Les Nations unies ont annoncé mercredi que le dernier rapport de leur Mission internationale indépendante d'enquête sur le Soudan apportait de nouvelles preuves selon lesquelles les crimes perpétrés dans le conflit soudanais répondent aux éléments constitutifs d'un génocide.
Soudan : l’ONU alerte sur des actes pouvant relever du génocide
Lors d'un point de presse à New York, le porte-parole du secrétaire général de l'ONU, Stéphane Dujarric, a indiqué que le rapport documentait des attaques d'une extrême brutalité menées par les Forces de soutien rapide (FSR) contre des populations civiles, notamment dans la ville d'El-Fasher, au Darfour. Selon la Mission, ces exactions comprennent des massacres, des enlèvements systématiques de femmes et de jeunes filles ainsi que des viols collectifs de grande ampleur.
L'ONU affirme également observer des schémas de violence similaires dans la ville d'El-Obeid, où la Mission d'enquête redoute une aggravation de la situation humanitaire et sécuritaire. Face à ces informations, elle a ouvert une enquête urgente sur les violations présumées des droits humains et les exactions qui y auraient été commises. Cette démarche intervient à la suite d'une résolution adoptée en début de semaine par le Conseil des droits de l'homme des Nations unies.
La Mission d'enquête réitère son appel à une véritable reddition de comptes et demande une coopération rapide avec la Cour pénale internationale (CPI), estimant que les auteurs présumés de ces crimes doivent répondre de leurs actes.

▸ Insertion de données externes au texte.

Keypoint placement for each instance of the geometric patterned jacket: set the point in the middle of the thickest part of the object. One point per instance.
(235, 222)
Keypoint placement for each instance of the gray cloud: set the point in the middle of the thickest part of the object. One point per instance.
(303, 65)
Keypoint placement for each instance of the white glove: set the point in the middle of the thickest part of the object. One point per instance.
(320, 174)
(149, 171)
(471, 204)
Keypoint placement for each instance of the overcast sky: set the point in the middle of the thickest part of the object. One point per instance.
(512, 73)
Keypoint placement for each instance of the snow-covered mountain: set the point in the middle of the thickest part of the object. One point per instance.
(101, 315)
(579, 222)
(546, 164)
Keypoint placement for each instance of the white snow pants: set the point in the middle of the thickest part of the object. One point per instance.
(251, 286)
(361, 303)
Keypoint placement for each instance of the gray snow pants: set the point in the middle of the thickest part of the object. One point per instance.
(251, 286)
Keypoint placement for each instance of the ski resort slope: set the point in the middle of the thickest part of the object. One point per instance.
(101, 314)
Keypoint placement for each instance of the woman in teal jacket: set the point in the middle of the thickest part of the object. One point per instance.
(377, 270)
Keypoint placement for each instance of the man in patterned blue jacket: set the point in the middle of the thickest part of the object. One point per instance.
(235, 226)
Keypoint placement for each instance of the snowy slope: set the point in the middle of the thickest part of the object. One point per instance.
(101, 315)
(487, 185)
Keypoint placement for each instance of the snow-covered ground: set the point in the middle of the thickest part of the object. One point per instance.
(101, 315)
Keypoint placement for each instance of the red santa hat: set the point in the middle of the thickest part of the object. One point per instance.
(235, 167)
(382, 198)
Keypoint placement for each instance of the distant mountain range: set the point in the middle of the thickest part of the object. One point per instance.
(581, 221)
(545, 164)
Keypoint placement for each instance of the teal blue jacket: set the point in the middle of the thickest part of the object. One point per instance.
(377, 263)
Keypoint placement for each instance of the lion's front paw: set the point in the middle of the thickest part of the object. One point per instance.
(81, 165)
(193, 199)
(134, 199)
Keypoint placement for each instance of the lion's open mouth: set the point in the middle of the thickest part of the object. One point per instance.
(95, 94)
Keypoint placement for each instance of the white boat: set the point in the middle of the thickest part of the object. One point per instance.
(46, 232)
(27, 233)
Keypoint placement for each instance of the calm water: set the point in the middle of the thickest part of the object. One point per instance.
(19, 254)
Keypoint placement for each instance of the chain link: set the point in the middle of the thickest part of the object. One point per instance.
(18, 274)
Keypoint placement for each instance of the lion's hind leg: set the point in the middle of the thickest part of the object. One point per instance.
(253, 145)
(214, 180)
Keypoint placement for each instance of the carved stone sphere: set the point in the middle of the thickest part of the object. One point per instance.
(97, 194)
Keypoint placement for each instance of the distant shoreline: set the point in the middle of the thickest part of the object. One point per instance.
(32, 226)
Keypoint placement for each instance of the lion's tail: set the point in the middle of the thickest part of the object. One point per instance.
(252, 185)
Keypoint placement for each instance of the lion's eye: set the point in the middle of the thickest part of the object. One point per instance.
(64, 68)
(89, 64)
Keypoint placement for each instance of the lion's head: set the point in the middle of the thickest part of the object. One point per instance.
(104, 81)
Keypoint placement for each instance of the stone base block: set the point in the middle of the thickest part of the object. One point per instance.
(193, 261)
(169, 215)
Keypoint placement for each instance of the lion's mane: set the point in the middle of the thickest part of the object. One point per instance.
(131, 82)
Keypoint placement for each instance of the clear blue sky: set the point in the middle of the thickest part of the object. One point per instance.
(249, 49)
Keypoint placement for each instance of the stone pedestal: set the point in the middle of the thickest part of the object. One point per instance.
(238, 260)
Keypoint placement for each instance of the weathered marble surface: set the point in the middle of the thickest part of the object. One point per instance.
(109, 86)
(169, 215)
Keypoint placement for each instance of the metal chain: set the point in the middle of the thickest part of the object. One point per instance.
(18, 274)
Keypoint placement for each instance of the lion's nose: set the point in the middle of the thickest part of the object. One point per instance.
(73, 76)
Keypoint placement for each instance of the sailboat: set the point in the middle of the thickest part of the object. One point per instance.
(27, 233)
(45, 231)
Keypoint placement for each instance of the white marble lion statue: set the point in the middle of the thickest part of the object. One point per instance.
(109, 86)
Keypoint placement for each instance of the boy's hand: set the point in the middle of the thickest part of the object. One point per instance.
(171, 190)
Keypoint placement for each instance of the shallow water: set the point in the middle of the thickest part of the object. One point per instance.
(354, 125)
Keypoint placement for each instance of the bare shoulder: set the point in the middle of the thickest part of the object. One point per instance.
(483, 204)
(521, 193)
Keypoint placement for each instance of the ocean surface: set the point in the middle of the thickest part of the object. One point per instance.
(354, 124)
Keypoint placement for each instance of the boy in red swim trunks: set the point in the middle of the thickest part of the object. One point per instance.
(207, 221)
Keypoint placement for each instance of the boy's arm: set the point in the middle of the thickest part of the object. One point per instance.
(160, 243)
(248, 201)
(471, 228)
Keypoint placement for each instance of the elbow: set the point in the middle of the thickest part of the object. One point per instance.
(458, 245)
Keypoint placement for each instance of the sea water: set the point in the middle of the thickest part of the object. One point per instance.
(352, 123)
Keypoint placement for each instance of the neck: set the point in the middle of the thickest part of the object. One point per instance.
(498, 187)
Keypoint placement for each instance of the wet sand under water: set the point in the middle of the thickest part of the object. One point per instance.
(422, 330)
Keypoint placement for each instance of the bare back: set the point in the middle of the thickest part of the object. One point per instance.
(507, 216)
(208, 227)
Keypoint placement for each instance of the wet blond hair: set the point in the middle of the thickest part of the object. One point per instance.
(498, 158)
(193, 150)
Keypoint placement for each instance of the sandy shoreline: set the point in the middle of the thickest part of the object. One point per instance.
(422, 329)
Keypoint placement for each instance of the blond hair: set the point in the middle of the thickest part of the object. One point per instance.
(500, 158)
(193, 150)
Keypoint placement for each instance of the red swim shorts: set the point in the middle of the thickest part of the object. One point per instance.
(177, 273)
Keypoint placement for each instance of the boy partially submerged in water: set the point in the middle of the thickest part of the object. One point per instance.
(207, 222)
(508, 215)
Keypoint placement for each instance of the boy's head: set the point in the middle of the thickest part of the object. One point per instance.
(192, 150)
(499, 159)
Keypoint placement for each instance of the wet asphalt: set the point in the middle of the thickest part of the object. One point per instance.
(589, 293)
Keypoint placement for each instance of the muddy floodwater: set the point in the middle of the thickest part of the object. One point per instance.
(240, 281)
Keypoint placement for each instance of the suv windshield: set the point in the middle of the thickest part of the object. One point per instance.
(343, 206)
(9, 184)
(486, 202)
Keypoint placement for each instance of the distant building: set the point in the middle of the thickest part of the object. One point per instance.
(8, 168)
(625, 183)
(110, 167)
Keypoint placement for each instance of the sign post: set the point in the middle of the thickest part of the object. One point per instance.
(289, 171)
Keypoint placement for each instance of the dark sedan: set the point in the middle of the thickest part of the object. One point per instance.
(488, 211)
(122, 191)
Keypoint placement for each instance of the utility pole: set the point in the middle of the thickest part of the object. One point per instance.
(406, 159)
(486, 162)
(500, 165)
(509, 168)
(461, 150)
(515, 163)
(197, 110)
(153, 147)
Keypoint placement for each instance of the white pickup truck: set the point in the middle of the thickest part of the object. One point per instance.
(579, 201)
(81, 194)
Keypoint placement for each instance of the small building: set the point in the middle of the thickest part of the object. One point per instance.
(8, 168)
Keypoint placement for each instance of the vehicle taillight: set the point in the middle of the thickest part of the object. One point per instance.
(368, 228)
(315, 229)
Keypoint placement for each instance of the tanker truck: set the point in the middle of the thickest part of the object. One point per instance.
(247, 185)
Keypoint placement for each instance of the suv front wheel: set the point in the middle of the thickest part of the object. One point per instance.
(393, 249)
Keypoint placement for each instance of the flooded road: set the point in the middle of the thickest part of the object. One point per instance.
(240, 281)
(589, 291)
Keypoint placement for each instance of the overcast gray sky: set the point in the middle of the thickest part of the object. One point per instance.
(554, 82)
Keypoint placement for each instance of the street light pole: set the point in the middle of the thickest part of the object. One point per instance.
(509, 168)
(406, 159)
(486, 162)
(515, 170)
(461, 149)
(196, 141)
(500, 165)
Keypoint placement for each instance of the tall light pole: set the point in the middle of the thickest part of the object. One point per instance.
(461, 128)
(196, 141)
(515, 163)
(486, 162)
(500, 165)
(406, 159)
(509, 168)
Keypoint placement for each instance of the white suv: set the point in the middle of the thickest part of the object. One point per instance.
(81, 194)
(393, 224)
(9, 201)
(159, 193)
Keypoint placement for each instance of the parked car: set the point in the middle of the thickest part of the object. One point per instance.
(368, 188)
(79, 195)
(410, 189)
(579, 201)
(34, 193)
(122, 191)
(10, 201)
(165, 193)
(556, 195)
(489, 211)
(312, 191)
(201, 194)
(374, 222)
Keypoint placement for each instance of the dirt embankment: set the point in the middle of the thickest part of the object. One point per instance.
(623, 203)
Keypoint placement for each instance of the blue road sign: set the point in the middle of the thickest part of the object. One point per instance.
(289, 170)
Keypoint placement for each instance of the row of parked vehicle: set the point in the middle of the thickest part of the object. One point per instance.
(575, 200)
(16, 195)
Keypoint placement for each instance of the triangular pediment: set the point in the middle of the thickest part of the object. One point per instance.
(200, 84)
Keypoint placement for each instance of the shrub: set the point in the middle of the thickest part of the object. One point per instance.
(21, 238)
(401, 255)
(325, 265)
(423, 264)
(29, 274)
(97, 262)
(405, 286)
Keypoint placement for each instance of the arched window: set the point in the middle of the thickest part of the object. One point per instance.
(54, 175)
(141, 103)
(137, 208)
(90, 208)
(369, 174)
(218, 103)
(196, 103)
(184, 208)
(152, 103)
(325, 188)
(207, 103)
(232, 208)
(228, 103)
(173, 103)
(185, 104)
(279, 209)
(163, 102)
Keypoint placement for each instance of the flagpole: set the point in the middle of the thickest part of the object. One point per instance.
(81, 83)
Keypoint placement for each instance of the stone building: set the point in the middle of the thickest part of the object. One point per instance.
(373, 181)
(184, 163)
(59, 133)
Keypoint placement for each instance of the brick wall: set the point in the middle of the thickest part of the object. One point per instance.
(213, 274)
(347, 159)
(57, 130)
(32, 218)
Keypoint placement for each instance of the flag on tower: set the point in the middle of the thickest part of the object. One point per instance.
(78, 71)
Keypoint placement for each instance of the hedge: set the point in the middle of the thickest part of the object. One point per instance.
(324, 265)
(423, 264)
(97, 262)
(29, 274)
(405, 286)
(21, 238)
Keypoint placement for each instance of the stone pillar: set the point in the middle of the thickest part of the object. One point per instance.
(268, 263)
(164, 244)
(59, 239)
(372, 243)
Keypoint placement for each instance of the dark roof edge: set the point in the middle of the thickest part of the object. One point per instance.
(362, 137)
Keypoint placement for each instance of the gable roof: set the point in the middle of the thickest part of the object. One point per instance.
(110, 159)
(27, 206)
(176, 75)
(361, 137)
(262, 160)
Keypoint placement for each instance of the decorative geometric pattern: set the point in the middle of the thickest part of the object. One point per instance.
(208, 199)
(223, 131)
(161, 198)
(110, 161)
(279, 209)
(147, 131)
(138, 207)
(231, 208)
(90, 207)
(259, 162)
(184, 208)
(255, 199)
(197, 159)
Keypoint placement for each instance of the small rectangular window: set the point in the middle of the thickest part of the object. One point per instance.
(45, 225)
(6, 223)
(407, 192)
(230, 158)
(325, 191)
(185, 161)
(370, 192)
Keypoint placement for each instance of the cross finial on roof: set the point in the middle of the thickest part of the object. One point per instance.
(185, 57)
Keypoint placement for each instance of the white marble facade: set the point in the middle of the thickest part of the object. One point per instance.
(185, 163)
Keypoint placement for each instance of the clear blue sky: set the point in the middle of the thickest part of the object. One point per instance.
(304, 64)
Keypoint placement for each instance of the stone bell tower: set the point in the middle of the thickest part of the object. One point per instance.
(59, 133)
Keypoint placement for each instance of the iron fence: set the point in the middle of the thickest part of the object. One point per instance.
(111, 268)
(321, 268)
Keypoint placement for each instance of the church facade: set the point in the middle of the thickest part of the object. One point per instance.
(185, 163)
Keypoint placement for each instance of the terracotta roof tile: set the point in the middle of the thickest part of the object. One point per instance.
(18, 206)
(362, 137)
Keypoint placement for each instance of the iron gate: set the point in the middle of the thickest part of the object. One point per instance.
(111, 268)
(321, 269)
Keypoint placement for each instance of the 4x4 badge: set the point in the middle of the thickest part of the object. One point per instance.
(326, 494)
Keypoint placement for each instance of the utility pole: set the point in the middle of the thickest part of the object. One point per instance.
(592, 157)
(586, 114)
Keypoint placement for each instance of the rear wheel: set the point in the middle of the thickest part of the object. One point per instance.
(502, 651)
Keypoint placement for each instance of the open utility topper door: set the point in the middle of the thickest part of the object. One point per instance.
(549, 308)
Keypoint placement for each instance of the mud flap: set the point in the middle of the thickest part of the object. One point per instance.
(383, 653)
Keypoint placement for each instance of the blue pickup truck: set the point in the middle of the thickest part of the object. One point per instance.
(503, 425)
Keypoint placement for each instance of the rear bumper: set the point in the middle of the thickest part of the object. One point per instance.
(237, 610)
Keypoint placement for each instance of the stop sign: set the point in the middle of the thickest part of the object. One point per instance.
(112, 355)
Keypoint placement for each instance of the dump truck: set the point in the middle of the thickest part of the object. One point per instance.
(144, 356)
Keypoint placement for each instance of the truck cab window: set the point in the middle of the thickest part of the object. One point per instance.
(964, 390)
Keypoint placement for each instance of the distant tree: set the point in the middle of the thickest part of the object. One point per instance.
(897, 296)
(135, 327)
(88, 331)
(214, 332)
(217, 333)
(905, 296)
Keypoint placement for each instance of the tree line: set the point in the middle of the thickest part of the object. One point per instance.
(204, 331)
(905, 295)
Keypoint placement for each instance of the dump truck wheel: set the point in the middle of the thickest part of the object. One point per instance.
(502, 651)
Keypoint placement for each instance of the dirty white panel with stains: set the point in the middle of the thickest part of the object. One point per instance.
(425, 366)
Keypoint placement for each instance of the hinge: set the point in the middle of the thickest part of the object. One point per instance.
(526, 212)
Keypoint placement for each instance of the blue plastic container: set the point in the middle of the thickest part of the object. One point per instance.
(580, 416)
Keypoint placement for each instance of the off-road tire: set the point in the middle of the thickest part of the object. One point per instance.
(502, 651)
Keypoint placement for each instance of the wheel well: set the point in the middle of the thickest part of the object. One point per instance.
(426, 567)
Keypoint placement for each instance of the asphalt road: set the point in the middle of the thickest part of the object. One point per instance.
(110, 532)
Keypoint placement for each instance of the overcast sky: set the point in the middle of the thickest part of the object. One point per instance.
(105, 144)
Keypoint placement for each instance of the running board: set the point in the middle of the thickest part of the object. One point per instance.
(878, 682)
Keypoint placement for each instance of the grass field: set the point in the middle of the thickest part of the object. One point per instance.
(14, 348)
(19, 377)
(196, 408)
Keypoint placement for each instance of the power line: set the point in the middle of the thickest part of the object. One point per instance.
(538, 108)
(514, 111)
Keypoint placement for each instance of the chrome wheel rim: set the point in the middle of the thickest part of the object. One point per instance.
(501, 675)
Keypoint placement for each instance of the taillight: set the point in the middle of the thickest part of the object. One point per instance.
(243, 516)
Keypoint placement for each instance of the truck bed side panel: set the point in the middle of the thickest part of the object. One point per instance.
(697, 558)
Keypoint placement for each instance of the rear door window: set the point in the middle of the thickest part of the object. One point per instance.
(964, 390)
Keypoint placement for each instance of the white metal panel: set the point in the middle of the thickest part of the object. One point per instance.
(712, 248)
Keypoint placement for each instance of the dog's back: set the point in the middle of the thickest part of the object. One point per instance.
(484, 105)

Alors que les populations civiles continuent de payer le prix du conflit opposant l'armée soudanaise aux Forces de soutien rapide, la Mission poursuit ses investigations. Elle prévoit de présenter de nouveaux rapports sur la situation à El-Obeid et dans ses environs au Conseil des droits de l'homme ainsi qu'à l'Assemblée générale des Nations unies, conformément au mandat qui lui a été confié.